Robert earned an estimated $2 million a year by running a sports betting scheme. He managed to do this by becoming a police informant and reporting his rivals to the Houston Police Department. Robert later moved his family to the wealthy River Oaks area of Houston.

Although her friends believed that she was happy, Doris had reportedly told others that she wanted out of her marriage when she started talking to others in online chat rooms. She began an online and then in-person affair with a man from New Jersey. In February 1997, Doris initiated divorce proceedings, seeking fifty percent of the assets she shared with Robert. Robert had offered her half of his purported estate or $1.5 million. Doris suspected more wealth existed and threatened to turn him in to the Internal Revenue Service in an attempt to gain more of his estate during the divorce.

==Murder==
On April 16, 1997, Robert expressed concern when Doris failed to show up for their twin daughters' softball game. After the game, he drove the girls home and found the front door ajar, at which point he called the police. An officer discovered Doris's body. She had sustained multiple gunshot wounds to the face and chest.

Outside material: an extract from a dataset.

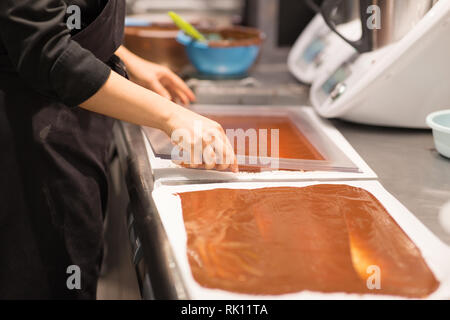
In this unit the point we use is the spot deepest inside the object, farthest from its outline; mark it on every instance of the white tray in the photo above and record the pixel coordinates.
(435, 253)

Around the time of the murder, Doris's brother-in-law, Roger Angleton, had been arrested in California on unrelated charges. He missed his April 16 court date in that case. On April 21, he was stopped at the Dallas/Fort Worth International Airport with two guns in his luggage, and fled before being arrested. Police searched Roger's abandoned suitcase, which revealed him to be Doris's killer. Roger was eventually found by police in the Las Vegas city jail, having been arrested for providing false identification to police. He died after cutting himself in a Houston prison cell more than fifty times with a disposable razor. He left behind a suicide note clearing his brother of the murder. Robert was later found not guilty in his wife's death.

Robert's income was investigated. As it was earned via an illegal sports betting operation, the U.S. Department of Justice indicted and jailed him. While awaiting trial, Robert fled to the Netherlands, where the Dutch government apprehended him. A Dutch court ruled that he could not be extradited on a charge related to the murder of his wife because he had already been found not guilty. However, they ruled that he could be extradited on the tax evasion charges.

He was subsequently convicted of tax evasion and passport fraud and was sentenced to twelve years in prison. He was incarcerated in the Federal Correctional Institution, Terminal Island in San Pedro, Los Angeles. He was released on January 27, 2012, whereupon he was indicted for his wife's murder a second time, this time in federal court. Shortly thereafter he went on the run.